Every time I stand in front of the vegetable and fruit counter in the supermarket, I get annoyed. It is almost impossible to buy plastic-free. Apples, tomatoes, kiwis, lettuce, cucumbers, potatoes, avocados, bananas. Everything is packed in plastic. Even oranges have recently been peeled out of their thick peel, only to be wrapped in plastic again. Completely absurd! Even organic fruit and vegetables often come in plastic. Now that's a contradiction in terms.

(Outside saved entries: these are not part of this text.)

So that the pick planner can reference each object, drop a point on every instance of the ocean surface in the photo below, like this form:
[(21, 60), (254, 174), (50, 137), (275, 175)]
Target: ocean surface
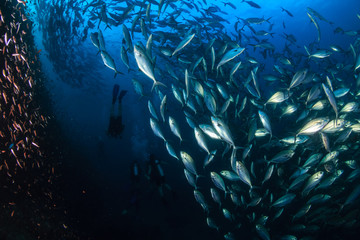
[(97, 196)]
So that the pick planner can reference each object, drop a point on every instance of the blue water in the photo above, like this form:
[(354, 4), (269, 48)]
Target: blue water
[(81, 93)]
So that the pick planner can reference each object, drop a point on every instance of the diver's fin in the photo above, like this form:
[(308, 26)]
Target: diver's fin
[(122, 94)]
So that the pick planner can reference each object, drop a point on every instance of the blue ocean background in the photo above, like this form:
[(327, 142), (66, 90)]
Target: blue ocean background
[(97, 184)]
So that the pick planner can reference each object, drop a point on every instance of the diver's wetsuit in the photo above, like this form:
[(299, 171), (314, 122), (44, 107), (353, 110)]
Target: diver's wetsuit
[(115, 125)]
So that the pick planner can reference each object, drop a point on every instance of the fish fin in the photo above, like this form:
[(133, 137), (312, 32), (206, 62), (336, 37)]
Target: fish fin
[(107, 26), (157, 83)]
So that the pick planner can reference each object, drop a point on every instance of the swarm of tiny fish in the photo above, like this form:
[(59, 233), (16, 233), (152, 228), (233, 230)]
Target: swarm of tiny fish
[(28, 206)]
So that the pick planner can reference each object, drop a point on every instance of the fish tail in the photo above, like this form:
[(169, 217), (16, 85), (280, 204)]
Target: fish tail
[(157, 83)]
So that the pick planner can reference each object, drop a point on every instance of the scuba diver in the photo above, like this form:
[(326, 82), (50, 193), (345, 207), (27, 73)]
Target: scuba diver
[(115, 125), (155, 174)]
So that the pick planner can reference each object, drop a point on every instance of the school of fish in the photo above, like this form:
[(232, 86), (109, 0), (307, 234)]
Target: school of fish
[(277, 146)]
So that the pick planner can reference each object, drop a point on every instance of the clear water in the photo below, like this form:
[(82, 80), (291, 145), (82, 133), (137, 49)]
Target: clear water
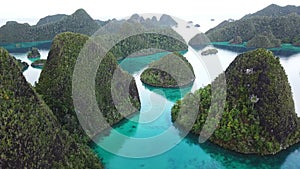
[(155, 118), (31, 74)]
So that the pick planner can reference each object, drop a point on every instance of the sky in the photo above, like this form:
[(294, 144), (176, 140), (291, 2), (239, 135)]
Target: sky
[(198, 11)]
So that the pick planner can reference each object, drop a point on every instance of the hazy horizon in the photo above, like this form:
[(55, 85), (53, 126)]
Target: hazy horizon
[(201, 13)]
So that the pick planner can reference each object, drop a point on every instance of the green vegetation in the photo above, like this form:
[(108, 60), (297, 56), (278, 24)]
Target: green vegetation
[(55, 84), (265, 40), (283, 25), (236, 40), (259, 115), (199, 41), (170, 71), (145, 41), (39, 63), (31, 136), (33, 53), (209, 52), (23, 65), (79, 22), (51, 19)]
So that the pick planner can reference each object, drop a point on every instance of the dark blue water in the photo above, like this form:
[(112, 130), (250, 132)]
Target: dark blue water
[(154, 120)]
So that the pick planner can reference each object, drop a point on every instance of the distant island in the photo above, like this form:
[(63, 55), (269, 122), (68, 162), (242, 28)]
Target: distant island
[(33, 53), (266, 28), (39, 63), (259, 115), (161, 73), (23, 65)]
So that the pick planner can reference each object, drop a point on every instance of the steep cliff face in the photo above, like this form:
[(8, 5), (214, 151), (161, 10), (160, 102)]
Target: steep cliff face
[(31, 136), (161, 73), (259, 115), (55, 83)]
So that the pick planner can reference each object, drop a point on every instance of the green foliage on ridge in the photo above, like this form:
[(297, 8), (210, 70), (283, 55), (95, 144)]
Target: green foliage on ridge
[(78, 22), (55, 83), (282, 23), (31, 136), (170, 71), (259, 115)]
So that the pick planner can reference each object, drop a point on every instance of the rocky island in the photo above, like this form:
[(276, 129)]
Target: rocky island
[(57, 90), (31, 136), (39, 63), (23, 65), (33, 53), (259, 115), (171, 71)]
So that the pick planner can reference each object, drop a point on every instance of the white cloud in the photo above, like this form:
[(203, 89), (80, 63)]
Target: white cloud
[(196, 10)]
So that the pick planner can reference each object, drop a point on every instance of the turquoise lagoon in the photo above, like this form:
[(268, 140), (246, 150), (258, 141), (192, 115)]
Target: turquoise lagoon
[(155, 118)]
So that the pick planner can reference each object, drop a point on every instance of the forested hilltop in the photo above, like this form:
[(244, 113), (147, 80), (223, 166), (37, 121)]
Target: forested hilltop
[(79, 22), (31, 136), (267, 28), (46, 29), (259, 114), (57, 90)]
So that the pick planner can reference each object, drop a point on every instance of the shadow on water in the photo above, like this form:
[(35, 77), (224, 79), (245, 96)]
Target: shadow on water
[(232, 159), (172, 94)]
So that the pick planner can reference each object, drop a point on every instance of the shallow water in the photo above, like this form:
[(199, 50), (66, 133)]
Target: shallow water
[(154, 119)]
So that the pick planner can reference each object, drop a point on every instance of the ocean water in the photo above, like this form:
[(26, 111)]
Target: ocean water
[(154, 120)]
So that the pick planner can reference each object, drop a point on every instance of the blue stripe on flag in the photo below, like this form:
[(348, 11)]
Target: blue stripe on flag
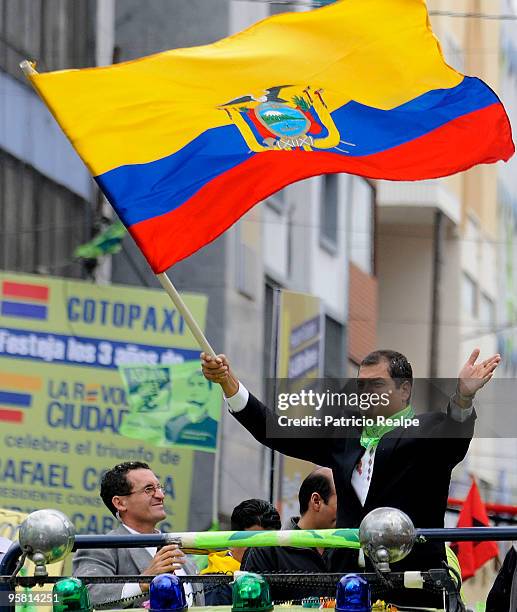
[(27, 311), (15, 399)]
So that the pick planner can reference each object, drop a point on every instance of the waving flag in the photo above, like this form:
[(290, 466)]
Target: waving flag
[(473, 555), (185, 142)]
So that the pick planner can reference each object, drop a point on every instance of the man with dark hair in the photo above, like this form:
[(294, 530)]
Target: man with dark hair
[(380, 465), (134, 495), (249, 515), (195, 426), (255, 515), (318, 504)]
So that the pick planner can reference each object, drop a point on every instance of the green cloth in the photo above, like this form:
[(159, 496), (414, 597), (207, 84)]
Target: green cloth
[(108, 242), (372, 434)]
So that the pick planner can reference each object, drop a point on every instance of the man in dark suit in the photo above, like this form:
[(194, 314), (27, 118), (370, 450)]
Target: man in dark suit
[(133, 494), (380, 466)]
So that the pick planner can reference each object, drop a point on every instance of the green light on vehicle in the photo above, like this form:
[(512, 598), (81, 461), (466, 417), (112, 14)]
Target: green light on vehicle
[(250, 593), (70, 594)]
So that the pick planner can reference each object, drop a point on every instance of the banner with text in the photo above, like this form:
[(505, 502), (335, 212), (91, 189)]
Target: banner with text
[(62, 399)]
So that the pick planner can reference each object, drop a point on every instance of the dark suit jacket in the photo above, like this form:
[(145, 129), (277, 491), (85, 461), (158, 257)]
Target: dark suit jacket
[(410, 473)]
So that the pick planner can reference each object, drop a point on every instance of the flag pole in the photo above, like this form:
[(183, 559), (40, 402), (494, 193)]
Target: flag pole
[(170, 289), (28, 68)]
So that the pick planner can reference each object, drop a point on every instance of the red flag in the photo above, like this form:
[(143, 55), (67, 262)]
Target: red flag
[(472, 555)]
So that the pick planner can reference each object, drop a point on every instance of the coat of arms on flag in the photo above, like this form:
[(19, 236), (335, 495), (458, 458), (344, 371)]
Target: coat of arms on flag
[(284, 118)]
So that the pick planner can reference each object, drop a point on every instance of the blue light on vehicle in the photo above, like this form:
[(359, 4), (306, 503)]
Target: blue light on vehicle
[(166, 594), (353, 594)]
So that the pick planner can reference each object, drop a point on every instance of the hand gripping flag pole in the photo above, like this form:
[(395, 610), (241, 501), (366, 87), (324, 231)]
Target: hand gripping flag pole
[(164, 280)]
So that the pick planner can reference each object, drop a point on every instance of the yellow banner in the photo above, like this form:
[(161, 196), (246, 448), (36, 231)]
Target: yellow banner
[(62, 400)]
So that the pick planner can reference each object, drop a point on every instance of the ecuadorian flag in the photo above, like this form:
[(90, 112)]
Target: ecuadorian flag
[(185, 142)]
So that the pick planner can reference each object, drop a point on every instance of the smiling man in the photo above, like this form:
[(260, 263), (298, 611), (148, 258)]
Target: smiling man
[(376, 465), (133, 494)]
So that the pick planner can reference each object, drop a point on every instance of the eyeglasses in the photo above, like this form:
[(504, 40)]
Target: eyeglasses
[(149, 490)]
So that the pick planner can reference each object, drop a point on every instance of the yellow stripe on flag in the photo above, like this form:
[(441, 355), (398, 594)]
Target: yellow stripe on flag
[(381, 53), (20, 382)]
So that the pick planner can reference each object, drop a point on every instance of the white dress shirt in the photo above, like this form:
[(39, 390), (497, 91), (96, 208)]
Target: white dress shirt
[(362, 474), (131, 589)]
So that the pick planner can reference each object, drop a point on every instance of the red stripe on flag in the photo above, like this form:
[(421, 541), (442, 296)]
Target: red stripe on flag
[(11, 416), (171, 237), (22, 290)]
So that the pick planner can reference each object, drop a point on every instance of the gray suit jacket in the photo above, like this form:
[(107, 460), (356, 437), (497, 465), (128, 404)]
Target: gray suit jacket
[(121, 562)]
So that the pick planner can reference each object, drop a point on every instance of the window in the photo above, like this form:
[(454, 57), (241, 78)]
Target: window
[(487, 311), (270, 324), (469, 290), (362, 224), (57, 34), (334, 361), (41, 222), (329, 212)]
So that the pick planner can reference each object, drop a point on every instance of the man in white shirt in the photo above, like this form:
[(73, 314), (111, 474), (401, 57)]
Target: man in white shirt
[(379, 466), (134, 495)]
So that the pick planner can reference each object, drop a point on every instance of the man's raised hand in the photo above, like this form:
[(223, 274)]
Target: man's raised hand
[(217, 369), (474, 375)]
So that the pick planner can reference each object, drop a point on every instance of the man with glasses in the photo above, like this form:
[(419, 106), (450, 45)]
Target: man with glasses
[(132, 493)]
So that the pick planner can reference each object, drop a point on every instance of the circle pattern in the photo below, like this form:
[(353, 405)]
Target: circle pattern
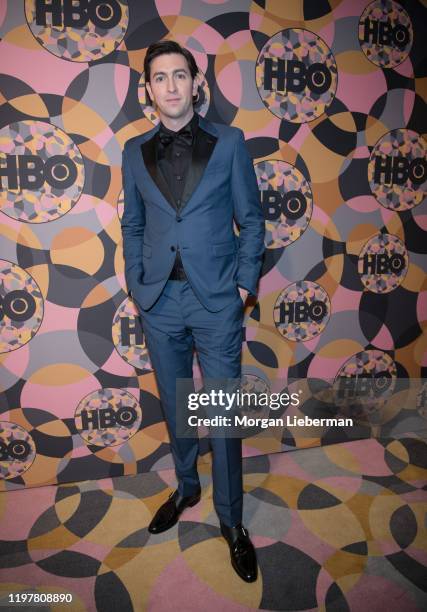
[(296, 75), (81, 32), (44, 169)]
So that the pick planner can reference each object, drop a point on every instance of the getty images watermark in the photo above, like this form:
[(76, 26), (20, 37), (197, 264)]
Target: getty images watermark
[(304, 407)]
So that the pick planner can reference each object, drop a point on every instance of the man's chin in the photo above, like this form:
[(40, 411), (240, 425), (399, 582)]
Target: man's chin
[(174, 113)]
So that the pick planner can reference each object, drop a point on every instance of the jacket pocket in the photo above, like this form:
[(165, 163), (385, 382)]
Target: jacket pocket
[(146, 250), (225, 248)]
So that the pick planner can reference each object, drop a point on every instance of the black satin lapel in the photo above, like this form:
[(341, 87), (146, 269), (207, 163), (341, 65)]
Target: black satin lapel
[(149, 154), (202, 151)]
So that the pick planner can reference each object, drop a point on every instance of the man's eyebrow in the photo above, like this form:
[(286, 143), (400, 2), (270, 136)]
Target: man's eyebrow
[(162, 73)]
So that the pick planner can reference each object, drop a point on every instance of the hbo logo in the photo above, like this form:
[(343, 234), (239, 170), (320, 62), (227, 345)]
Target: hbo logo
[(18, 305), (294, 76), (104, 14), (17, 450), (292, 204), (397, 170), (302, 312), (30, 172), (383, 33), (382, 263), (364, 384), (107, 417)]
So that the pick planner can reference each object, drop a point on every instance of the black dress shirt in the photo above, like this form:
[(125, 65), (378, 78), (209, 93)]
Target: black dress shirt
[(174, 153)]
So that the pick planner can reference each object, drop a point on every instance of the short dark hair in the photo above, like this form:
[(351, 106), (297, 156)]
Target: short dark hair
[(165, 47)]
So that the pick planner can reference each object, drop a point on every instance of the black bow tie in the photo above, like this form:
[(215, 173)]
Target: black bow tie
[(184, 136)]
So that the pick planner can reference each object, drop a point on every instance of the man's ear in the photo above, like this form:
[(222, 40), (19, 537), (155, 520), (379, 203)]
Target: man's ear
[(196, 82), (150, 93)]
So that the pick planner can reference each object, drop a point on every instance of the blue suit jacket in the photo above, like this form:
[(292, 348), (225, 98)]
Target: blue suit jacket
[(221, 184)]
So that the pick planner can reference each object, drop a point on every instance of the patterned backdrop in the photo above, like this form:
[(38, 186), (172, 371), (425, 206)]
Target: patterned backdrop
[(331, 97)]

300 million tons, a sea of plastic and plastic we produce worldwide every year. Half of it is thrown away after one use. Only some of it goes to landfills, much of it ends up in rivers and ultimately in the sea. The packaging madness must come to an end.

There's no question that if you want to avoid plastic waste, it's best to shop at the market. The fresh air and a chat with the greengrocer also put you in a good mood.

My most important companion at the market is my shopping basket. It is stable and has a solid bottom. I can put my fruits and vegetables in it loosely without them getting crushed. The hard varieties, like apples, pears, potatoes down, the sensitive ones, like apricots, plums, berries, up. And I swear, everything arrives home in one piece.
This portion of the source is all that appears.